Appellate Division of the Supreme Court of New York, Fourth Department
Jul 8, 1998
252 A.D.2d 963 (N.Y. App. Div. 1998)

Opinion

July 8, 1998

Appeal from Order of Supreme Court, Cayuga County, Corning, J. — Summary Judgment.

Present — Pine, J.P., Hayes, Wisner, Balio and Fallon, JJ.
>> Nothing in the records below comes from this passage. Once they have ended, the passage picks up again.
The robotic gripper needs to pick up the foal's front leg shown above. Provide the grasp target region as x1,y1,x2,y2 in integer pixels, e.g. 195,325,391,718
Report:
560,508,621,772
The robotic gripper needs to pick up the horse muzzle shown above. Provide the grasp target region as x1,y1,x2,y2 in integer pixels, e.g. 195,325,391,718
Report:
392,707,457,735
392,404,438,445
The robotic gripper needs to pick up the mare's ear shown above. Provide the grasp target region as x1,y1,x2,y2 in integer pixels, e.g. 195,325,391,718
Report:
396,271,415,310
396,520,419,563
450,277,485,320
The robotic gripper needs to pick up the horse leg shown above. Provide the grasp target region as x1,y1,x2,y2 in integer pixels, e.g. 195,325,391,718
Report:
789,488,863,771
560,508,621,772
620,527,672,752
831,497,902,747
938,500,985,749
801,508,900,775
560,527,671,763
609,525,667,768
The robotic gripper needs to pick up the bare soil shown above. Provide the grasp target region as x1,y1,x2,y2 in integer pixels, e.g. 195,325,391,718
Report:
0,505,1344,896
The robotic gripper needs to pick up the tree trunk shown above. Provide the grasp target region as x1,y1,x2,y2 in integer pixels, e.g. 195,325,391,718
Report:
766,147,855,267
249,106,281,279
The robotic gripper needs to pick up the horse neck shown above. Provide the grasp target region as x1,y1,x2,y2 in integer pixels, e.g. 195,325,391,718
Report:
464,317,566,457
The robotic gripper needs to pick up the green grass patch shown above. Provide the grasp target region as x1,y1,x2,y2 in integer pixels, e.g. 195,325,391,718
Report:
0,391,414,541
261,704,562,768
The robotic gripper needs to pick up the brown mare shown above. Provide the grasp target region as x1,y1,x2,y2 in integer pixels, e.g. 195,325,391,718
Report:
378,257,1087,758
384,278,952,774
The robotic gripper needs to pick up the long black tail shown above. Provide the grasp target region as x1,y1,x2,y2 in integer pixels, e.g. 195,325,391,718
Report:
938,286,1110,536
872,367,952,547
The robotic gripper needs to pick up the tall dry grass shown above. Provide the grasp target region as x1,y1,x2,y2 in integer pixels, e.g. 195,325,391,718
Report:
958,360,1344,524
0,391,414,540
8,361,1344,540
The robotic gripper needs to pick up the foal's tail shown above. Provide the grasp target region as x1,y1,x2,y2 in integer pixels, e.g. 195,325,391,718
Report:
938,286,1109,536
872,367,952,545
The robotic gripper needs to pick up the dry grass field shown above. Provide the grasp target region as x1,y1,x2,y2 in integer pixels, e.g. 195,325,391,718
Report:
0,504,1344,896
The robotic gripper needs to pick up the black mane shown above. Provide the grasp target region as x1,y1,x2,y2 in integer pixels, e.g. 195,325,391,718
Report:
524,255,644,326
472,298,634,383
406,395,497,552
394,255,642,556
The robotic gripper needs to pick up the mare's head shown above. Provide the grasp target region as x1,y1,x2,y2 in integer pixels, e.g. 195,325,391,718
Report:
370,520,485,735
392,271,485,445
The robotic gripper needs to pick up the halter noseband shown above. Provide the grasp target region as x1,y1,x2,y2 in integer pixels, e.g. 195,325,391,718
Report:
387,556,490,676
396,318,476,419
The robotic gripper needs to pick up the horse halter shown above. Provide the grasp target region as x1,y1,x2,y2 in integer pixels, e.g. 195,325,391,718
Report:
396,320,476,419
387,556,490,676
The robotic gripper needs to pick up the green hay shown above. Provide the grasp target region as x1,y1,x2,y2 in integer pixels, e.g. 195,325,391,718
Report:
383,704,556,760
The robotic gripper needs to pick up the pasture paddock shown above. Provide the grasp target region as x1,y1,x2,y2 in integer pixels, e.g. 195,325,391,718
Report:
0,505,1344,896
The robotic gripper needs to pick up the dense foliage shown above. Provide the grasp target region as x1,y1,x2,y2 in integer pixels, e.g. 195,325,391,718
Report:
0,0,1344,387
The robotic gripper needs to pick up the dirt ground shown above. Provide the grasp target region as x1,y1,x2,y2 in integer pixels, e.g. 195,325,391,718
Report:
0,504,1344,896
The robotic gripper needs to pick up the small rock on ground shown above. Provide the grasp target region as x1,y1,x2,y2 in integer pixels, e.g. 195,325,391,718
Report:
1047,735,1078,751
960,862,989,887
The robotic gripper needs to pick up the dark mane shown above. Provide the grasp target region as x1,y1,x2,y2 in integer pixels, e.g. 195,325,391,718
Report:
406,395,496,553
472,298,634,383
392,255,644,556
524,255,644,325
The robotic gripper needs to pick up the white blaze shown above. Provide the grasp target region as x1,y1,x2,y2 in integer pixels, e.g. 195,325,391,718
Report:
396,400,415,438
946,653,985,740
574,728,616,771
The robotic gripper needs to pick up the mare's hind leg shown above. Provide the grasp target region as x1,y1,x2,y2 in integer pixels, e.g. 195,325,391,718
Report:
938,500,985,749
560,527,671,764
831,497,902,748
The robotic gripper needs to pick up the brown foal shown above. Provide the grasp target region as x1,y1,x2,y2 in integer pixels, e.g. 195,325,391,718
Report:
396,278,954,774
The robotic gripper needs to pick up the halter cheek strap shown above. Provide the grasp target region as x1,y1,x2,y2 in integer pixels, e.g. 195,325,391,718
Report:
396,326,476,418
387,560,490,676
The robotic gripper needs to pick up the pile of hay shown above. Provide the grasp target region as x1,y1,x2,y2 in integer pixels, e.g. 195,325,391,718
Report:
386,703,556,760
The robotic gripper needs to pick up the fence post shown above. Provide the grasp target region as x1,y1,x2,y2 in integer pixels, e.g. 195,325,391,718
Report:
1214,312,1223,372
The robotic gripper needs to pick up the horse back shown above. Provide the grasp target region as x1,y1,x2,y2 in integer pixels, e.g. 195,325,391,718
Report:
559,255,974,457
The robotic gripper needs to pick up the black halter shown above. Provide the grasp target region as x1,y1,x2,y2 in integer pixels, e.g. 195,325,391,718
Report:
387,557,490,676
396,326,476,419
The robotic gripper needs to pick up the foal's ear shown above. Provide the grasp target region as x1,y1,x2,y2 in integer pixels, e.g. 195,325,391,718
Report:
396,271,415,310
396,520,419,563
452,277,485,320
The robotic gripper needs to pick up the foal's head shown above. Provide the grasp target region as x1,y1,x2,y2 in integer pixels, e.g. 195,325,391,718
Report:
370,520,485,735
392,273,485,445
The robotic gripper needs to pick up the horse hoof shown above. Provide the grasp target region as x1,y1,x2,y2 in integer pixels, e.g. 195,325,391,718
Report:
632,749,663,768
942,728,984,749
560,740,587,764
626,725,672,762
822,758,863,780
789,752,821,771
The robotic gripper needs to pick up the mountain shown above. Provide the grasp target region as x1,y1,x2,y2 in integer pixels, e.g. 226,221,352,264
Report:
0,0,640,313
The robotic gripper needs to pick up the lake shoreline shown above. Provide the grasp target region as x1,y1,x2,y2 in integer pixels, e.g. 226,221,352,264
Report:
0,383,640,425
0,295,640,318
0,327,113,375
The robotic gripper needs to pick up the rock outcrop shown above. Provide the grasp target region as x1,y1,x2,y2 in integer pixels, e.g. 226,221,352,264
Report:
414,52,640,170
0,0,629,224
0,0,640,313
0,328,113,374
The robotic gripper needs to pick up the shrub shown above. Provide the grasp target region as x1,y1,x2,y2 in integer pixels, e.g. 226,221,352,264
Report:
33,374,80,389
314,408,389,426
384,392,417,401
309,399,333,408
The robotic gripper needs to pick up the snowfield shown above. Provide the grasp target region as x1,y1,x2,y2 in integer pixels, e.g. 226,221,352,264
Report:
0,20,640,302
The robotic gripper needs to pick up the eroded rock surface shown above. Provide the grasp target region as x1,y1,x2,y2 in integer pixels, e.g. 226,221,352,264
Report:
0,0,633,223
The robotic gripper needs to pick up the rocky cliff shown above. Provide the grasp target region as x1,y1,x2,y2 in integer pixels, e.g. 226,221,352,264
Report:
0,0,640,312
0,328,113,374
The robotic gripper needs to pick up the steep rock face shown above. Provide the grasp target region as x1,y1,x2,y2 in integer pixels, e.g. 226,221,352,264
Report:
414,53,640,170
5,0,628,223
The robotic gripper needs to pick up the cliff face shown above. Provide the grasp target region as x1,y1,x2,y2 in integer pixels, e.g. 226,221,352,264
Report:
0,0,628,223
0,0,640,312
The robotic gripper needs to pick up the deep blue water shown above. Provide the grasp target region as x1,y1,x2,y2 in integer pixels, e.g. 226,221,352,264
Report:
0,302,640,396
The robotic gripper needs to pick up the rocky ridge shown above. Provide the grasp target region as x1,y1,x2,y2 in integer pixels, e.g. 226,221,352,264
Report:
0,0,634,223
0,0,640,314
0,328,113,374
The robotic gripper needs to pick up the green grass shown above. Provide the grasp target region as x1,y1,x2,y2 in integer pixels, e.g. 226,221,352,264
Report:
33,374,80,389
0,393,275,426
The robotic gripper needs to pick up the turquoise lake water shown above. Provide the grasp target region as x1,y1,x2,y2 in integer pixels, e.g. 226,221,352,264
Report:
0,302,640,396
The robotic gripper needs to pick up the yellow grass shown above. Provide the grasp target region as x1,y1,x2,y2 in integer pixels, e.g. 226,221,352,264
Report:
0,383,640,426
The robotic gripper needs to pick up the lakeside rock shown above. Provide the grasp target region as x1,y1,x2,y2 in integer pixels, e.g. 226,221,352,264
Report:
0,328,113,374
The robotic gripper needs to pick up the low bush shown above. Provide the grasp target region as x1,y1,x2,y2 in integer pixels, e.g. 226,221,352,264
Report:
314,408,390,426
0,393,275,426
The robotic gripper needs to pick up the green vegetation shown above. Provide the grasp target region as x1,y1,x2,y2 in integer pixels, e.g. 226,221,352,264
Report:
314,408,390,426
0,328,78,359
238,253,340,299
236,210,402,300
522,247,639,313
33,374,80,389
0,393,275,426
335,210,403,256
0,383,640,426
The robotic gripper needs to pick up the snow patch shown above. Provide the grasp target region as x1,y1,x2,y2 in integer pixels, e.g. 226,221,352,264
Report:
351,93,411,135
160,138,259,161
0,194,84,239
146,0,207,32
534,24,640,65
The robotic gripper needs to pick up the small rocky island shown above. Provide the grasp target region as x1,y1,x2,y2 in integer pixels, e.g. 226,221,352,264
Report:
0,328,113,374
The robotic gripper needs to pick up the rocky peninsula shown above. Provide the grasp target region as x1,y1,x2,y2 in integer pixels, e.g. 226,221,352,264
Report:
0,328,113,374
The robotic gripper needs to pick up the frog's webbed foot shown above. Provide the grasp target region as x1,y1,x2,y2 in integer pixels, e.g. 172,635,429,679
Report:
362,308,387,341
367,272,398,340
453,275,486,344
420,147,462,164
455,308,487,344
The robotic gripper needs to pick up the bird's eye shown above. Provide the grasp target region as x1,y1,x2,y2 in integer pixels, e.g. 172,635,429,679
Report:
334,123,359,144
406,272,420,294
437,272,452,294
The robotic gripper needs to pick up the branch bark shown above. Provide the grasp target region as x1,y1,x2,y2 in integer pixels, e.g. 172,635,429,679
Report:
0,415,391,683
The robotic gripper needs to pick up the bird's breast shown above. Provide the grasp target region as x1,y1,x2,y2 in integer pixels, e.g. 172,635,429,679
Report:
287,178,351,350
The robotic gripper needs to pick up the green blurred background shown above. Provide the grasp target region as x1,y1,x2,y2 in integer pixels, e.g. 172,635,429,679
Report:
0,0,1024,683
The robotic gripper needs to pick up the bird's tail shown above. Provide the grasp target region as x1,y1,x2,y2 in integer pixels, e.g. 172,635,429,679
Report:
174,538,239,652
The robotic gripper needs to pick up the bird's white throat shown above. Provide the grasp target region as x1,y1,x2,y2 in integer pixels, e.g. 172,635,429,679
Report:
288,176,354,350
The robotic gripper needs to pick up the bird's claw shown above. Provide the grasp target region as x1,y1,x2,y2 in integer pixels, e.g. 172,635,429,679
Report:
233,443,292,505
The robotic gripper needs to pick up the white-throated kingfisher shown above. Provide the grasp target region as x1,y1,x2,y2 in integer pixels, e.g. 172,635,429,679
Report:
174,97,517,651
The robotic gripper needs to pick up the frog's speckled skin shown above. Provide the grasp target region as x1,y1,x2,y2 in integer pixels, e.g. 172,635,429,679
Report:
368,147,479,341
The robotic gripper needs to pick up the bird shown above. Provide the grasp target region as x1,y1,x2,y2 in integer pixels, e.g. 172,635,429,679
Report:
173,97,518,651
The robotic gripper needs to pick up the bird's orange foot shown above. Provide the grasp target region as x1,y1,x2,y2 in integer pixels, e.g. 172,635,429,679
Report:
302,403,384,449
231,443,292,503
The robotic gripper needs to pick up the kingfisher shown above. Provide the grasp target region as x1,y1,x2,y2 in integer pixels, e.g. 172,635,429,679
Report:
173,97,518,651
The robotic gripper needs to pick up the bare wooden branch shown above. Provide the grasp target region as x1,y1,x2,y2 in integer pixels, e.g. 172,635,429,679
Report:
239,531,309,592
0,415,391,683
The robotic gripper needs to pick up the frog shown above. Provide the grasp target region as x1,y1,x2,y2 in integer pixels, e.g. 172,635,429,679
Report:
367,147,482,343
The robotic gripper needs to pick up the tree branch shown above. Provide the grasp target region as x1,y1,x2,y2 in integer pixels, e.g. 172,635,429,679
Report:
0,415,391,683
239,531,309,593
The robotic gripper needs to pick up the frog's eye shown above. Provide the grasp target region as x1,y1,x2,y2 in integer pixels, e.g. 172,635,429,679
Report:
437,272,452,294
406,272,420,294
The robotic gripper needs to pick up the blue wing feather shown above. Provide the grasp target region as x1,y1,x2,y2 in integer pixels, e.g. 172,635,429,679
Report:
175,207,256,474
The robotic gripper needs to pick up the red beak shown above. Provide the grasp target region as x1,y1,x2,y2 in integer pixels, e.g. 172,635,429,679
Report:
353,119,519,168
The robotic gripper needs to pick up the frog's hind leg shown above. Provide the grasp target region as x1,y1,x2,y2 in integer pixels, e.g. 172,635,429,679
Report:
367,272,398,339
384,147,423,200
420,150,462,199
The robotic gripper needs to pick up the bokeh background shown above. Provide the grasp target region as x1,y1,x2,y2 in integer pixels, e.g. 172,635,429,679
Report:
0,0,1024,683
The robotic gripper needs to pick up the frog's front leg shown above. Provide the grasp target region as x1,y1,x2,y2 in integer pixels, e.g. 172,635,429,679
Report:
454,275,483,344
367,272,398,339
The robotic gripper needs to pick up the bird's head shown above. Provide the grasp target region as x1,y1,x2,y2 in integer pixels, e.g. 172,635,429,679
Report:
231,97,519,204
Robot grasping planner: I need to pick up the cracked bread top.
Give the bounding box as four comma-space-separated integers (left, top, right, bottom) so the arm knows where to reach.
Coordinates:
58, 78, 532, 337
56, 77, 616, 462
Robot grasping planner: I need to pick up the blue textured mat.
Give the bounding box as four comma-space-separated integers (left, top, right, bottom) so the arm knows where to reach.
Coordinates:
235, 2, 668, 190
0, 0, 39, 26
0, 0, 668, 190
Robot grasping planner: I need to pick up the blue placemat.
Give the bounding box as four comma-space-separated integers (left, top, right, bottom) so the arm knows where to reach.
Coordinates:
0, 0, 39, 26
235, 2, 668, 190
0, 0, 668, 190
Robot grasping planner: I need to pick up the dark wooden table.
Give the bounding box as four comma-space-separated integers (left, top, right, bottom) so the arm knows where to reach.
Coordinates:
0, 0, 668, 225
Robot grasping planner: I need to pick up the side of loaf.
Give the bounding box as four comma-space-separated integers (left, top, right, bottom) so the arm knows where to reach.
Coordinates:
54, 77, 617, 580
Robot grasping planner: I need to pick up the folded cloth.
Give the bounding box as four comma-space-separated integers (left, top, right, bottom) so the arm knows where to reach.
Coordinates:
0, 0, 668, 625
Order unanimously affirmed without costs. Memorandum: In this products liability action, Supreme Court properly denied the motion of defendant Reliance Electric Industrial Company (Reliance) for summary judgment dismissing the complaint. The accident occurred in May 1990 while John A. Cereo (plaintiff) was repairing a rolling mill bar handling machine with a leaky air line. When someone turned off the power at an operating panel, a pneumatically controlled roller returned to an "up" position and crushed plaintiff's foot. Plaintiffs contend that Reliance negligently redesigned the machine's operating panels in 1988 without lock-out devices that would have prevented the power from being shut off while he was working on the machine. Reliance contends that it performed the work pursuant to a subcontract with defendant Fordees Corporation (Fordees) and that it was a mere component manufacturer without responsibility for the design flaw ( see, Leahy v. Mid-West Conveyor Co., 120 A.D.2d 16, lv denied 69 N.Y.2d 606). Reliance, however, failed to meet its initial burden of establishing as a matter of law that the modifications were made in accordance with design specifications from Fordees ( see, Fruin-Colnon Corp. v. Niagara Frontier Transp. Auth., 180 A.D.2d 222, 229-230). Nor did Reliance establish as a matter of law that it did not breach a duty to warn ( see, Rastelli v. Goodyear Tire Rubber Co., 79 N.Y.2d 289, 297). We reject Reliance's contention that plaintiff has no cause of action for breach of warranty because there was no privity. Privity is not required in a personal injury action for breach of express or implied warranty (UCC 2-318 U.C.C.). We also reject Reliance's contention that the complaint should have been dismissed because of plaintiff's alleged contributory negligence ( see, Rusiecki v. Hoffman Investors Corp., 222 A.D.2d 275; Sheppard v. Smith Well Drilling Water Sys., 93 A.D.2d 474, 478).


Summaries of

Cereo v. Takigawa Kogyo Co.

Appellate Division of the Supreme Court of New York, Fourth Department
Jul 8, 1998
252 A.D.2d 963 (N.Y. App. Div. 1998)
Case details for

Cereo v. Takigawa Kogyo Co.

Case Details

Full title:JOHN A. CEREO et al., Respondents, v. TAKIGAWA KOGYO CO., LTD., et al.…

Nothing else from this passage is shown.